16時半頃、一旦少し下ってポソ湖南岸の町ペンドロで最初の休憩。ペンドロは一昨日着いているはずだった町なのだが。。。
同行者の親子。ここではコピを飲んだが、会計は同乗のおやじさんが持ってくれた。ありがとうございます!
その後も何かと気を遣ってくれたり、差し入れをくれるのであった。これは中にソーセージやカマボコみたいなものが入ったフライ。
やがて日が暮れて、20時頃南北に長細いポソ湖北岸の町テンテナ(Tentena)の手前で夕食休憩。

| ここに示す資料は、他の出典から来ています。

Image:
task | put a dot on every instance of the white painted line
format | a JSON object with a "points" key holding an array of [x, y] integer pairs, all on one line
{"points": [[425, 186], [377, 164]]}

何があるのかいろいろ聞いてみたけど、結局アヤムゴレン一択で選択の余地なし。ただ鶏肉を揚げただけで塩っけも何もなくいまいちな上、40000ルピアと高くてがっかりだった。今のところスラウェシ島の食堂ならどこにでも置いてある、例の黒いケチャップをたっぷりかけて流し込んだのだった。
そして日付けが変わった頃、また休憩かと思ったら運転手夫妻は道端の食堂の横にある東屋でごろ寝。どうやらここはトラック野郎ほか、旅人の仮眠場所になっている様子。仕方なく私も一緒にごろ寝。ずっと狭い車内で過ごすよりはマシか。どうやら今回も長い移動になりそう。